SYDNEY, May 18, 2026, 05:08 (AEST)
South32 Ltd closed out Friday at A$4.21, falling 5.18%. That’s still ahead of the previous week’s A$4.14 finish. As of early Monday, the stock was yet to begin normal trading on the Australian Securities Exchange, with the market set to open at 09:59:45 Sydney time.
South32 is getting tugged two ways right now. The stock covers a mix of metals—alumina, aluminium, copper, manganese, zinc, silver, lead—so shifts in industrial metals, changes in project costs, or new permitting can all swing how the market values it.
Friday’s drop wasn’t limited to South32. The S&P/ASX 200 fell 0.11% as gold, metals and mining, and materials stocks all traded lower. Copper futures slid 4.79%. Gold futures dropped 2.63%. Shares in BHP, Rio Tinto and Fortescue also lost ground as miners fell.
Alaska is back in focus after the U.S. Permitting Council said May 15 the Arctic Project got FAST-41 coverage, adding a new counterweight. The Ambler Metals-backed project now lands on federal permitting timetables, which are public and coordinate agency reviews. Target minerals include copper, zinc and lead in the Ambler Mining District.

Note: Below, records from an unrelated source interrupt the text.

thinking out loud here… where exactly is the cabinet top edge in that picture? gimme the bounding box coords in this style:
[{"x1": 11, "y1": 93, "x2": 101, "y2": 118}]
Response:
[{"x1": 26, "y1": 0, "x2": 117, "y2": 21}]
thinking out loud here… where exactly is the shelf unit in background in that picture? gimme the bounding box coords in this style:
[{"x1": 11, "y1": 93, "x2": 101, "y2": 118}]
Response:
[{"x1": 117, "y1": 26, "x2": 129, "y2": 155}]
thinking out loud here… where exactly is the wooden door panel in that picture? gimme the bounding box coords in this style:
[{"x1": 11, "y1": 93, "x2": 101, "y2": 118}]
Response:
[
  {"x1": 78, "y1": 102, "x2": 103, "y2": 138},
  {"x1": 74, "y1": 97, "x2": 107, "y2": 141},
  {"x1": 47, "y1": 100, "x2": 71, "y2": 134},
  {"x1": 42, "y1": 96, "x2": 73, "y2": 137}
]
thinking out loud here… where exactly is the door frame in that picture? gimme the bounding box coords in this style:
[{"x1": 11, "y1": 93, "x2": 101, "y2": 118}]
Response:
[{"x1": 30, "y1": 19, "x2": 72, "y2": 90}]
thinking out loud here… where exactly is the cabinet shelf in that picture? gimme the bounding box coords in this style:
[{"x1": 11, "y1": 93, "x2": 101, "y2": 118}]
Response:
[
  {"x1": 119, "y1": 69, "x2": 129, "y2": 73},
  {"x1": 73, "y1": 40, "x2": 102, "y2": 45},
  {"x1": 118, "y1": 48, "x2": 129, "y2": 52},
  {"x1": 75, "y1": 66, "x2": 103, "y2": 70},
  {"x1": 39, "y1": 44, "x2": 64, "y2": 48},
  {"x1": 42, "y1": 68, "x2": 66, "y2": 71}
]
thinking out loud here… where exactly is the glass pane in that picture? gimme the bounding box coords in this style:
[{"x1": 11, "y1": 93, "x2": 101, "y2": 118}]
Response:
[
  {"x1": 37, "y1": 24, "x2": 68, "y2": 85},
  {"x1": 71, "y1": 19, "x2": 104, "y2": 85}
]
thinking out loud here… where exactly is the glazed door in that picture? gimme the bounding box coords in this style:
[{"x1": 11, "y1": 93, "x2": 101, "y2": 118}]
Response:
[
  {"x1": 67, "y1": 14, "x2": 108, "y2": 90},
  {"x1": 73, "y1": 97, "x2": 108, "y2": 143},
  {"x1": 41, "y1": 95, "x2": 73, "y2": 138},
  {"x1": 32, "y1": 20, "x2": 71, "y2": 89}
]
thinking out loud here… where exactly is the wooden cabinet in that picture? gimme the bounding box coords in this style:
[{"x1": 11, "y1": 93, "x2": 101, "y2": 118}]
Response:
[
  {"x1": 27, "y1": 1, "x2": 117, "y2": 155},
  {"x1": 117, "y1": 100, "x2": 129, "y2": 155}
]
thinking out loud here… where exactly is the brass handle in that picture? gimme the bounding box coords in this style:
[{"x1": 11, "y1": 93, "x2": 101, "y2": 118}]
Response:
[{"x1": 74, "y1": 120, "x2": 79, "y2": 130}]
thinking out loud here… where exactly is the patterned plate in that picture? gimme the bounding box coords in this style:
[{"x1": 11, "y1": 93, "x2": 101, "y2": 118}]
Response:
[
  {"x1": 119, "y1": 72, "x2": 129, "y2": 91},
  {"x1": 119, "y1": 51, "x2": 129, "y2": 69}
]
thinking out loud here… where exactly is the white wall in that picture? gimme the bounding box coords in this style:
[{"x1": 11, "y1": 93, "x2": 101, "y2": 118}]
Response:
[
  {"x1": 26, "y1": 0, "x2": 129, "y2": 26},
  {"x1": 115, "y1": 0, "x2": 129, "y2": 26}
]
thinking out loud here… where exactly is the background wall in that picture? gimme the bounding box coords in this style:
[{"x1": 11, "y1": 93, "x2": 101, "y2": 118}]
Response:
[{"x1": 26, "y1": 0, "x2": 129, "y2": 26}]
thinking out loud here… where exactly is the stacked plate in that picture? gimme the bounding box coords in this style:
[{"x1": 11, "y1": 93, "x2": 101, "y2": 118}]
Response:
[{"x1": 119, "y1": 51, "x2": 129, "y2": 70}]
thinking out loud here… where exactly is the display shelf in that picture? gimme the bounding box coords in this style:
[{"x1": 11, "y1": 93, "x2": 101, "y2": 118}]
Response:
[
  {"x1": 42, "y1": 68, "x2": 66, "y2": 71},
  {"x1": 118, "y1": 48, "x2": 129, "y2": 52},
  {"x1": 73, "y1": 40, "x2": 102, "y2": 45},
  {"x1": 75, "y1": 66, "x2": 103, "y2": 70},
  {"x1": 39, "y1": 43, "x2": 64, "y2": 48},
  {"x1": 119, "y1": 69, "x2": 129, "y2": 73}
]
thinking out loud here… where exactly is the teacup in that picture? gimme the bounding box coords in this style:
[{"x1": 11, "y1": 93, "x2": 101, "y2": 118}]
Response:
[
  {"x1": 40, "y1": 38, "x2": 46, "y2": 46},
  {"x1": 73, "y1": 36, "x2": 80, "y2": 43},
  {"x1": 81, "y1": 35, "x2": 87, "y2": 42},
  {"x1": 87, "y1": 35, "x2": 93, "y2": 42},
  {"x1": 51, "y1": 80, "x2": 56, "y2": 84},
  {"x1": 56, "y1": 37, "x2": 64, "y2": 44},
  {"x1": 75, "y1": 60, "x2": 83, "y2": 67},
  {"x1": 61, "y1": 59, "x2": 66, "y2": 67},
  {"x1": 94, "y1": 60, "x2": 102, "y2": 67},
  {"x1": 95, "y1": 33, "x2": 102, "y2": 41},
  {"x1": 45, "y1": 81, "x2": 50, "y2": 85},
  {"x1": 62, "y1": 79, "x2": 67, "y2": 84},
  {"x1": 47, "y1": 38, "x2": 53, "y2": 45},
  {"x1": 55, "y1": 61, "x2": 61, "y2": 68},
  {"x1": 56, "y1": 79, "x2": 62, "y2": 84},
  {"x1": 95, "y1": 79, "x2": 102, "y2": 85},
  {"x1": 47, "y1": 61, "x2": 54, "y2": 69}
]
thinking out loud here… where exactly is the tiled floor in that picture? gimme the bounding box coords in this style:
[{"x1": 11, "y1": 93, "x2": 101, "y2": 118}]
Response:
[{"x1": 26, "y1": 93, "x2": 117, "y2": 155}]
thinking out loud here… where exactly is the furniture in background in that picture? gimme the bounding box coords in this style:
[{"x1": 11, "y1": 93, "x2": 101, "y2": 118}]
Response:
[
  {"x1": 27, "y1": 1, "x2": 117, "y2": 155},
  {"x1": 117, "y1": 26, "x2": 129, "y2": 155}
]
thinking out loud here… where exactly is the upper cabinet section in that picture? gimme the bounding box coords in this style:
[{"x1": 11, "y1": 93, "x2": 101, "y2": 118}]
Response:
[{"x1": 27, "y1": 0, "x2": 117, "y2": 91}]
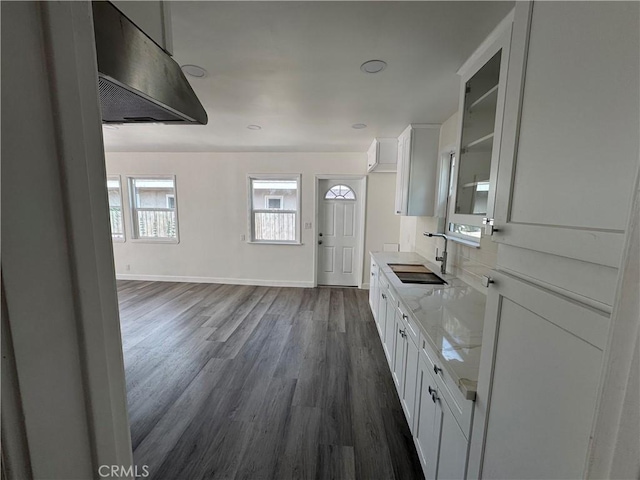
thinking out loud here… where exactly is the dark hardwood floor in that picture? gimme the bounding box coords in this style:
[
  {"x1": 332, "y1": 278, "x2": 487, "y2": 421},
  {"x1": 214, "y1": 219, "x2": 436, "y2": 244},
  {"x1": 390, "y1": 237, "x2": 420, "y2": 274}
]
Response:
[{"x1": 117, "y1": 281, "x2": 424, "y2": 480}]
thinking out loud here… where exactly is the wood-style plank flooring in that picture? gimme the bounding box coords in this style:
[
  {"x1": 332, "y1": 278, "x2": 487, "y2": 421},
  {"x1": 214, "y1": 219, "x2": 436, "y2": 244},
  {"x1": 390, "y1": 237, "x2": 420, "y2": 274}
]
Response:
[{"x1": 117, "y1": 281, "x2": 424, "y2": 480}]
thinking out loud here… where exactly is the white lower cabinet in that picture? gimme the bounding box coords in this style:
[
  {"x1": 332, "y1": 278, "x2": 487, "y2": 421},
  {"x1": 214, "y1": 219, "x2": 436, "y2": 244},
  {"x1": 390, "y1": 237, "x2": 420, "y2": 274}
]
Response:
[
  {"x1": 401, "y1": 331, "x2": 419, "y2": 430},
  {"x1": 369, "y1": 259, "x2": 379, "y2": 321},
  {"x1": 392, "y1": 310, "x2": 405, "y2": 390},
  {"x1": 382, "y1": 288, "x2": 397, "y2": 364},
  {"x1": 414, "y1": 358, "x2": 442, "y2": 479},
  {"x1": 369, "y1": 261, "x2": 473, "y2": 480},
  {"x1": 414, "y1": 354, "x2": 469, "y2": 480},
  {"x1": 438, "y1": 400, "x2": 469, "y2": 480}
]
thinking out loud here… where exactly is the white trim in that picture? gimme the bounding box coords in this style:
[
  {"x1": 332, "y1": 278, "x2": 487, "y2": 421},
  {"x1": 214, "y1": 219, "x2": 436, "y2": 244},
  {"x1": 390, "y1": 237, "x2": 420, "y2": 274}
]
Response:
[
  {"x1": 587, "y1": 143, "x2": 640, "y2": 478},
  {"x1": 115, "y1": 274, "x2": 314, "y2": 288},
  {"x1": 361, "y1": 282, "x2": 371, "y2": 290}
]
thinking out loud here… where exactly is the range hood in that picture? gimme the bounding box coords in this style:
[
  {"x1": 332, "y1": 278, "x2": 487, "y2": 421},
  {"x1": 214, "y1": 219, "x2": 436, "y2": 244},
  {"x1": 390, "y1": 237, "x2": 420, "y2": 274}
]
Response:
[{"x1": 92, "y1": 1, "x2": 208, "y2": 125}]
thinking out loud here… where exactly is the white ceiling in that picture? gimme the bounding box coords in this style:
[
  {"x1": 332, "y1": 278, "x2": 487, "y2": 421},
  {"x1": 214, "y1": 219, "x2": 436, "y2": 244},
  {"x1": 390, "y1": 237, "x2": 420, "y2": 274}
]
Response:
[{"x1": 103, "y1": 1, "x2": 513, "y2": 153}]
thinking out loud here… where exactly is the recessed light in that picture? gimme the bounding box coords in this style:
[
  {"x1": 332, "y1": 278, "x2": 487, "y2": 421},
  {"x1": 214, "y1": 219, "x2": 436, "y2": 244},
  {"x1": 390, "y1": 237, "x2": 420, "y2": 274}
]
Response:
[
  {"x1": 102, "y1": 124, "x2": 119, "y2": 130},
  {"x1": 352, "y1": 123, "x2": 367, "y2": 129},
  {"x1": 247, "y1": 124, "x2": 262, "y2": 130},
  {"x1": 360, "y1": 60, "x2": 387, "y2": 74},
  {"x1": 181, "y1": 64, "x2": 207, "y2": 78}
]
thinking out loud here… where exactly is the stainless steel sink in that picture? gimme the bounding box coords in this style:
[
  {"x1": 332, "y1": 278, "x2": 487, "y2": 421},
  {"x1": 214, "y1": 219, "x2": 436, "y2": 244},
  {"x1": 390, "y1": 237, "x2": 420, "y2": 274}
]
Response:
[
  {"x1": 388, "y1": 264, "x2": 447, "y2": 285},
  {"x1": 394, "y1": 272, "x2": 447, "y2": 285}
]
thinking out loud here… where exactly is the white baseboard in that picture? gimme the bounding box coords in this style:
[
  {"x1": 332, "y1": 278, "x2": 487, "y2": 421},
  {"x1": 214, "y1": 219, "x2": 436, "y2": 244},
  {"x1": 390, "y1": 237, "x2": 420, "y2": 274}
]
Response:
[
  {"x1": 361, "y1": 282, "x2": 370, "y2": 290},
  {"x1": 115, "y1": 273, "x2": 314, "y2": 288}
]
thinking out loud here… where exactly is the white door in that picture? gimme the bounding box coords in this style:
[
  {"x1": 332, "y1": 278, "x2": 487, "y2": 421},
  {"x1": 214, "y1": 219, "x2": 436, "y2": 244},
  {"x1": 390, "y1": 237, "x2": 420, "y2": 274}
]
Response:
[{"x1": 317, "y1": 179, "x2": 362, "y2": 286}]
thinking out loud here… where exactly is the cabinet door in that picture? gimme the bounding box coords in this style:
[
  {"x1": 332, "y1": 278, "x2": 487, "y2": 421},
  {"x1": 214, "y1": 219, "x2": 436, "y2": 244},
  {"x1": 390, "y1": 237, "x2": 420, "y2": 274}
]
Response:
[
  {"x1": 448, "y1": 23, "x2": 512, "y2": 230},
  {"x1": 401, "y1": 335, "x2": 420, "y2": 431},
  {"x1": 468, "y1": 270, "x2": 608, "y2": 479},
  {"x1": 492, "y1": 2, "x2": 639, "y2": 268},
  {"x1": 368, "y1": 260, "x2": 378, "y2": 318},
  {"x1": 437, "y1": 399, "x2": 468, "y2": 480},
  {"x1": 376, "y1": 287, "x2": 388, "y2": 340},
  {"x1": 392, "y1": 312, "x2": 406, "y2": 390},
  {"x1": 382, "y1": 294, "x2": 396, "y2": 365},
  {"x1": 394, "y1": 131, "x2": 409, "y2": 215},
  {"x1": 414, "y1": 360, "x2": 442, "y2": 479}
]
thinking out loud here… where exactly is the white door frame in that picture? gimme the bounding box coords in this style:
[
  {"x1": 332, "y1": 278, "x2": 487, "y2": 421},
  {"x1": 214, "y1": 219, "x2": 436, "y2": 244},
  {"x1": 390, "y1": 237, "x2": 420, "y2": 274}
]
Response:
[{"x1": 313, "y1": 175, "x2": 367, "y2": 288}]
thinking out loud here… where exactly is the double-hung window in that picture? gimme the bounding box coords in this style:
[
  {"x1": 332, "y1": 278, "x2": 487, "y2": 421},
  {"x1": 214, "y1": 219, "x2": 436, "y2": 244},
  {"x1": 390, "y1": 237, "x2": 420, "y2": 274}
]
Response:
[
  {"x1": 107, "y1": 176, "x2": 125, "y2": 241},
  {"x1": 249, "y1": 175, "x2": 301, "y2": 243},
  {"x1": 128, "y1": 176, "x2": 179, "y2": 242}
]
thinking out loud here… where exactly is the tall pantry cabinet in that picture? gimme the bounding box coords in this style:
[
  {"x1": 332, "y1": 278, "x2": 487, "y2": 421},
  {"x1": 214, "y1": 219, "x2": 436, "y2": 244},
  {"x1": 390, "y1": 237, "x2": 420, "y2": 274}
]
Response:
[{"x1": 468, "y1": 2, "x2": 640, "y2": 479}]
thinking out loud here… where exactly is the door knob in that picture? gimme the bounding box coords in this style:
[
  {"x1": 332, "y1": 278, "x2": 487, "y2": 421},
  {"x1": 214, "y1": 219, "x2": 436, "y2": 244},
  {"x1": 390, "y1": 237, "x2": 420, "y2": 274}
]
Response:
[
  {"x1": 433, "y1": 364, "x2": 443, "y2": 375},
  {"x1": 318, "y1": 240, "x2": 323, "y2": 245},
  {"x1": 319, "y1": 233, "x2": 323, "y2": 237}
]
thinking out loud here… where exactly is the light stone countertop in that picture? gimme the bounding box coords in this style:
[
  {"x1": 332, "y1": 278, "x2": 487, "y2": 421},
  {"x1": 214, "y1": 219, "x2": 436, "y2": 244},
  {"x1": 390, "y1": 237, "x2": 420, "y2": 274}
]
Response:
[{"x1": 371, "y1": 251, "x2": 486, "y2": 400}]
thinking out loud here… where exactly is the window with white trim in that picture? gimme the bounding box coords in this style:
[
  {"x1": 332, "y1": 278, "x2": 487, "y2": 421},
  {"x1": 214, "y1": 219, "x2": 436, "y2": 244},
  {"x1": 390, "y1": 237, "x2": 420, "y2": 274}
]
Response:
[
  {"x1": 107, "y1": 176, "x2": 125, "y2": 241},
  {"x1": 128, "y1": 176, "x2": 179, "y2": 241},
  {"x1": 249, "y1": 175, "x2": 300, "y2": 243}
]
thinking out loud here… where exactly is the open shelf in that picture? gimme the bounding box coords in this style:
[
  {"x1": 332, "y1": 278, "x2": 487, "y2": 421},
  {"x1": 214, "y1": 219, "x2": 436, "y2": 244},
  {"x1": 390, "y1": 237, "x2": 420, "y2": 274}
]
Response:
[
  {"x1": 462, "y1": 132, "x2": 494, "y2": 153},
  {"x1": 467, "y1": 84, "x2": 498, "y2": 113}
]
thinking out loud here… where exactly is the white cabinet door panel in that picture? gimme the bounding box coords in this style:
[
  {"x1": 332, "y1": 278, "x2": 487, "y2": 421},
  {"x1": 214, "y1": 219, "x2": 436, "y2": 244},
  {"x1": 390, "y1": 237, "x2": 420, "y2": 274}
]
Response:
[
  {"x1": 402, "y1": 335, "x2": 420, "y2": 431},
  {"x1": 470, "y1": 271, "x2": 607, "y2": 479},
  {"x1": 438, "y1": 399, "x2": 468, "y2": 480},
  {"x1": 414, "y1": 360, "x2": 442, "y2": 479},
  {"x1": 493, "y1": 1, "x2": 640, "y2": 267}
]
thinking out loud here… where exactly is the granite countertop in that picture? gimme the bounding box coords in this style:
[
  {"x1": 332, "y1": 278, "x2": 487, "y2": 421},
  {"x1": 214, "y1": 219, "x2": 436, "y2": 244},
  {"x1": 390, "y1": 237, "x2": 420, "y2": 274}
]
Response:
[{"x1": 371, "y1": 251, "x2": 486, "y2": 400}]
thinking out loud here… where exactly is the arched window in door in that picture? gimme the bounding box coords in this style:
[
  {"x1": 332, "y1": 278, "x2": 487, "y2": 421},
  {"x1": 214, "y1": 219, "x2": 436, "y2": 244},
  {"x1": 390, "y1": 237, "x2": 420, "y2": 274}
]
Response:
[{"x1": 325, "y1": 185, "x2": 356, "y2": 200}]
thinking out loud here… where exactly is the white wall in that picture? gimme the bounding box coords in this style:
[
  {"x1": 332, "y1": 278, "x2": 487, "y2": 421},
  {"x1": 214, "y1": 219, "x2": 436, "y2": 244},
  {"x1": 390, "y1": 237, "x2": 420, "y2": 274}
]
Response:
[
  {"x1": 398, "y1": 112, "x2": 498, "y2": 292},
  {"x1": 364, "y1": 172, "x2": 401, "y2": 282},
  {"x1": 107, "y1": 152, "x2": 399, "y2": 287}
]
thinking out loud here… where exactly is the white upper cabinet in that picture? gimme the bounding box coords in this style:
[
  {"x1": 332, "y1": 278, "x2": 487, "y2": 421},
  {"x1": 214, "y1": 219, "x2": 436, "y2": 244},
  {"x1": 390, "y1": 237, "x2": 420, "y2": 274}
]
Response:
[
  {"x1": 367, "y1": 138, "x2": 398, "y2": 173},
  {"x1": 491, "y1": 1, "x2": 639, "y2": 268},
  {"x1": 447, "y1": 15, "x2": 513, "y2": 234},
  {"x1": 395, "y1": 125, "x2": 441, "y2": 216}
]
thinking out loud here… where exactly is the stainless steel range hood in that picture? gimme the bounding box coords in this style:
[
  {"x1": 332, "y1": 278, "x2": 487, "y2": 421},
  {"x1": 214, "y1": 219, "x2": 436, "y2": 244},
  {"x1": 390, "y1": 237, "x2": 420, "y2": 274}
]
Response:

Trilogy Metals said its Arctic project is moving ahead through Ambler Metals, the 50-50 JV with South32. CEO Tony Giardini said getting into FAST-41 is “one of the most significant milestones” for the project. Trilogy Metals
South32 kept attention on growth this week. The miner said CEO Graham Kerr is set to give a strategy and business update at BofA Securities’ Global Metals, Mining & Steel Conference on May 13. The company said it would post the presentation and webcast after the conference.
South32’s big challenge is still Hermosa, its zinc-lead-silver site in Arizona. The company raised the capex estimate for the Taylor part of the project to $3.3 billion from $2.16 billion, citing changes to scope, shaft expenses, inflation, higher input costs, and tariffs, according to Mining Weekly. The group now sees first output in the back half of fiscal 2028, with the site reaching full planned production in 2031. Taylor, though, still has “long-life, low-cost production” for zinc, silver and lead, Kerr said. Mining Weekly
The downside is clear. If copper or aluminium prices drop again, or if contractor and construction issues keep slowing Hermosa, South32 faces higher costs for its growth before any cash comes in. Fastmarkets reported the first zinc and lead concentrate from Taylor is now pushed back to the first half of 2028 due to contractor and construction setbacks.
Power issues remain in focus. Last month, Reuters reported Eskom and South32 are looking to shift the Hillside aluminium smelter to renewable power by 2031. South32 has already put Mozal in Mozambique into care and maintenance — a shutdown that keeps the asset ready for restart — after it couldn’t get enough affordable electricity. South32 COO Noel Pillay said the group needs a “viable, low-carbon energy solution”. Eskom CEO Dan Marokane said their work should “support industrial competitiveness”. Reuters
Monday’s open is set up for a tight session. South32 ended last week marginally up, though the stock dropped sharply on Friday. The next move looks tied less to any single company filing and more to whether base-metal prices hold and if investors can shrug off the short-term cost hit.